Allein, nehmen wir für einen Augenblick an, wir hätten tatsächlich ohne das Abkommen mit den Fortschrittlern etwa 15–20 Mandate weniger erhalten. Jeder von uns freute sich aufrichtig in dem Augenblick, wo die stolze Zahl von 110 Abgeordneten in den Reichstag Einzug hielt, wo die Verfemten und „Niedergerittenen“ von 1907 als die stärkste Fraktion aufmarschierten. Doch von solchen augenblicklichen Empfindungen der Genugtuung dürfen wir uns nicht den Blick für reale Machtverhältnisse trüben lassen.
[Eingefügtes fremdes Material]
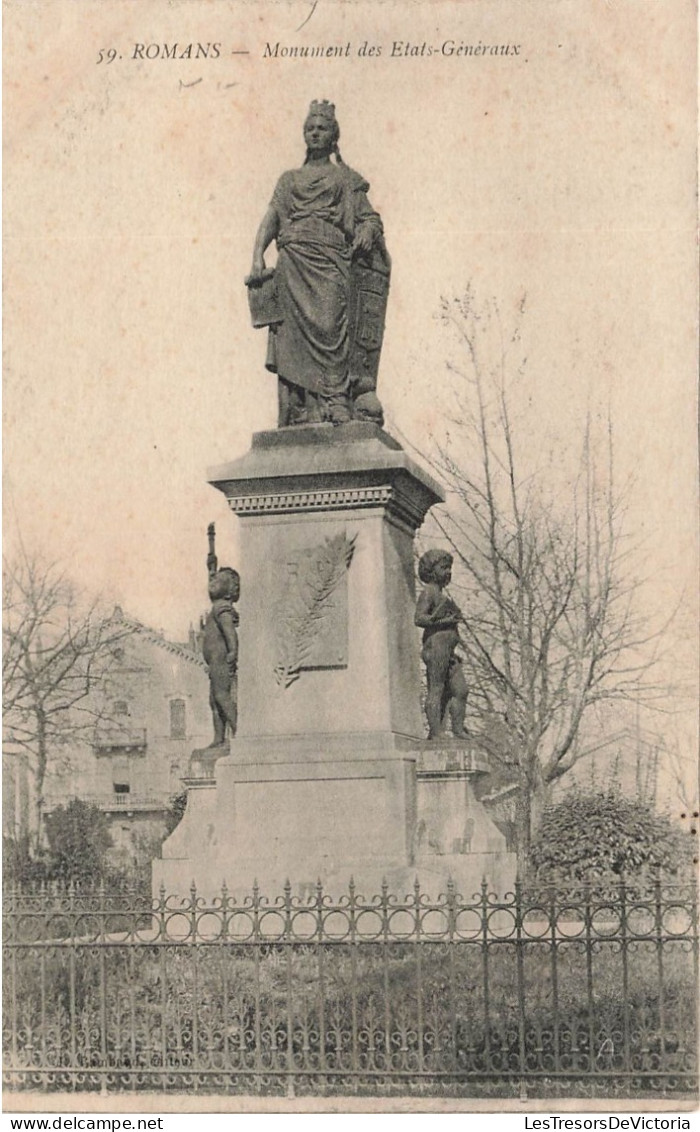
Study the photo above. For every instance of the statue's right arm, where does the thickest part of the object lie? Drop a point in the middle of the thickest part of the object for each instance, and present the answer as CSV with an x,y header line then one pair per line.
x,y
424,609
266,233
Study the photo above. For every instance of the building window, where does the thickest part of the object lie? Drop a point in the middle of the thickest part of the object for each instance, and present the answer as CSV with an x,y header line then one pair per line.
x,y
121,775
178,729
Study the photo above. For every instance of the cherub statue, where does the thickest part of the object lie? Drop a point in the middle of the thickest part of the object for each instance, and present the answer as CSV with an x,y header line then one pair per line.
x,y
438,616
220,645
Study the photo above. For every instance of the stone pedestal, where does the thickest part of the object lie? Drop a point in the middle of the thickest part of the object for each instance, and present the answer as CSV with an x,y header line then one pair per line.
x,y
321,779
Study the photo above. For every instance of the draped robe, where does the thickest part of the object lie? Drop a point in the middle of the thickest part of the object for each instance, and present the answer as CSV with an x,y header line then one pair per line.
x,y
319,208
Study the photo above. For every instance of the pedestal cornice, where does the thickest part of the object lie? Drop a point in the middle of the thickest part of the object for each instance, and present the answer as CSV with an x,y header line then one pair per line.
x,y
321,468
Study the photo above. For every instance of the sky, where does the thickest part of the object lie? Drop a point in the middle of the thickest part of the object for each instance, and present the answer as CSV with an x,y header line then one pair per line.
x,y
134,188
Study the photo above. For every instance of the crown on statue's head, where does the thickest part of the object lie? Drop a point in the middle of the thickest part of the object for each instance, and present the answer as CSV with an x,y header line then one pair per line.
x,y
323,109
Unser wirklicher Sieg und unsre wirkliche Macht liegen in den 41/4 Millionen Wählern, die uns die Hauptwahl gebracht hatte, und es ist lediglich der Druck dieser Massen von draußen, der unsrer Fraktion im Reichstag ihr Gewicht verleiht, ob die Fraktion um 20 Mann größer oder kleiner ist. Wollte der Parteivorstand den großartigen Sieg des 12. Januar sofort zu einer gebührenden Machtentfaltung ausnutzen – und man hätte allen Grund, sich über eine solche Tatkraft der Führung zu freuen –, so war die gebotene Taktik naheliegend genug! Nicht in einer geschäftigen Jagd nach Mandaten durch ein Techtelmechtel mit dem Liberalismus, sondern durch einen sofortigen Appell zu Massenaktionen größten Stils im ganzen Lande für die Eroberung des preußischen Wahlrechts, für den Achtstundentag, für die Einführung des Milizsystems – so wäre der Wahlsieg zur Machtstärkung des Proletariats und zugleich unsrer Position im Reichstag in der einzig richtigen und wirksamen Weise erzielt worden.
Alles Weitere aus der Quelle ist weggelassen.